Harvesting Sunflower Seeds For Snacks
Sunflowers don’t have to be transformed into oils in order to be edible! You can harvest the seeds from your sunflowers and nosh on them, provided that your sunflowers aren’t treated with pesticides. Make sure to always check with your florist/flower provide that your flowers are safe for consumption. If they aren’t, your best choice is to visit a farmer’s market or an organic flower farm.
1) Remove the head of the sunflower from the bulk of the stem. Leaves a few inches of stem attached to the head of the sunflowers.
2) Over a bowl, pick the seeds out of the head of sunflowers with your own fingers or a simple tool such as a fork.
3) Keep the seeds to eat raw, or submerge them in saltwater. You can soak the seeds overnight, or boil them for two hours in salt water.

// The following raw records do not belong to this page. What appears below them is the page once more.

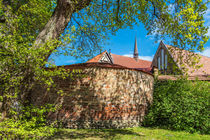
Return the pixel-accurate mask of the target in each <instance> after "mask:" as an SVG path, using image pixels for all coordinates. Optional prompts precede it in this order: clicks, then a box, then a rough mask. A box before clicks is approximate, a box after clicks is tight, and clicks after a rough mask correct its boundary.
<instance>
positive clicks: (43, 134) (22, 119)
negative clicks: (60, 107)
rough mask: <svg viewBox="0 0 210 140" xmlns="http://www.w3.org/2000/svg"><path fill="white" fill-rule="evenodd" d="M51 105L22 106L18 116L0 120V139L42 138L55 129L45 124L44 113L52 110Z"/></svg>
mask: <svg viewBox="0 0 210 140" xmlns="http://www.w3.org/2000/svg"><path fill="white" fill-rule="evenodd" d="M54 110H55V108H54V107H53V106H52V105H49V104H48V105H46V106H45V107H41V108H38V107H35V106H27V107H24V108H22V110H21V113H20V114H19V115H18V118H7V119H5V120H4V121H2V122H0V139H43V138H46V137H50V136H52V135H54V134H55V132H56V131H57V129H56V128H53V126H49V125H46V123H47V121H46V118H45V116H46V113H47V112H50V111H54Z"/></svg>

4) Completely dry the seeds before roasting them. To roast: spread the seeds on a cookie sheet and bake them for 30-40 minutes at 300 degrees F.

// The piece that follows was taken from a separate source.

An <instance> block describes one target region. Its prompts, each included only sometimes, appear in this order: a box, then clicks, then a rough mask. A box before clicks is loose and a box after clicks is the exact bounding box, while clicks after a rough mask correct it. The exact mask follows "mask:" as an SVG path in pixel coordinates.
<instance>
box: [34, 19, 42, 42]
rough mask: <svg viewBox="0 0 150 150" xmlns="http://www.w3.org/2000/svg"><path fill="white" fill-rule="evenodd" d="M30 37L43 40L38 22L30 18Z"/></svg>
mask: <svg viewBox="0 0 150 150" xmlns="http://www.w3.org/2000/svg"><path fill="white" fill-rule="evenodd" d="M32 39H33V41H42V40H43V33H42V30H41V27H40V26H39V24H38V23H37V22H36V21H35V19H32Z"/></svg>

Tip: to give your sunflowers extra oomph, season them with salt, butter, paprika, or garlic! Like kettle corn, sunflower seeds can be flavored however you wish, so remember to have some fun!
Full instructions found at Mother Earth News.

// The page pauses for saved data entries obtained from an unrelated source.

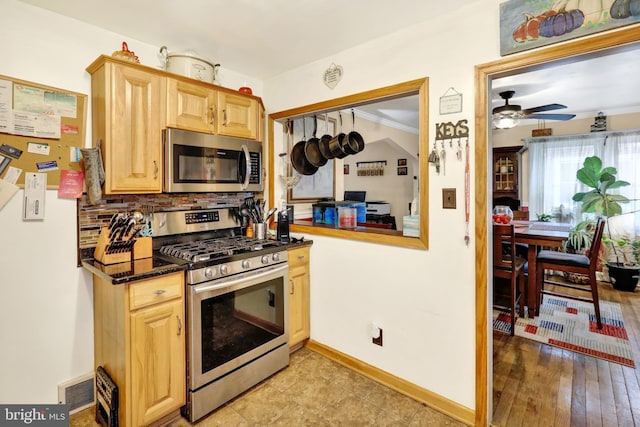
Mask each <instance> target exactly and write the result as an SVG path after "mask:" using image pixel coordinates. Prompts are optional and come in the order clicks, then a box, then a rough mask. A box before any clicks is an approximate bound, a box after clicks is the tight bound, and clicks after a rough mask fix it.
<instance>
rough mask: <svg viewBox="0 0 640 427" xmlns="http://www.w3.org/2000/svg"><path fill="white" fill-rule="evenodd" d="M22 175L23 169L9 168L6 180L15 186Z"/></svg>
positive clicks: (9, 167)
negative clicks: (22, 170)
mask: <svg viewBox="0 0 640 427" xmlns="http://www.w3.org/2000/svg"><path fill="white" fill-rule="evenodd" d="M20 174H22V169H20V168H14V167H13V166H9V170H8V171H7V173H6V174H5V175H4V180H5V181H7V182H9V183H11V184H15V183H16V182H18V178H20Z"/></svg>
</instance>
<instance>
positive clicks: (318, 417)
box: [71, 348, 465, 427]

With the proper care, your stunning sunflowers can last almost two weeks! Sunflowers will make any corner of your home glimmer with happiness, so make sure you give your blooms optimal treatment. This way, they’ll continue adding beauty for days and days.
Upon receiving your sunflowers, trim the bottom of the stems underwater. Also snip away any leaves that may be submerged underwater when you place them in a vase. Fill a vase will water and add your BloomsyBox feed. If you can, keep your flowers in a cool, dark room overnight. Even if you can’t do this, it’s best to keep your sunflowers out of direct sunlight in your home. Temperature is important, so try to keep your sunflowers in an area that isn’t sweltering. Additionally, keep your sunflowers away from air conditioning units and heaters.
Remember to change your sunflowers’ water when it’s looking a little dingy. Keep your thirsty sunflowers hydrated so they’ll last for as long as possible. When it looks like leaves are dying, simply cut them away. You may also add additional flower feed when you change the water.
Another important factor is to keep your sunflowers in a vase that’s tall enough for their impressive stalks. Sunflowers have heavy heads, so it’s important that their stems have support from a vase. You don’t have to worry about binding your sunflowers to sticks or other such contraptions, just place your blooms in an appropriate vase.
No matter how long your sunflowers last, every moment they’re in your home will be one of delight and beauty. Good luck, we hope your beautiful blooms last as long as possible!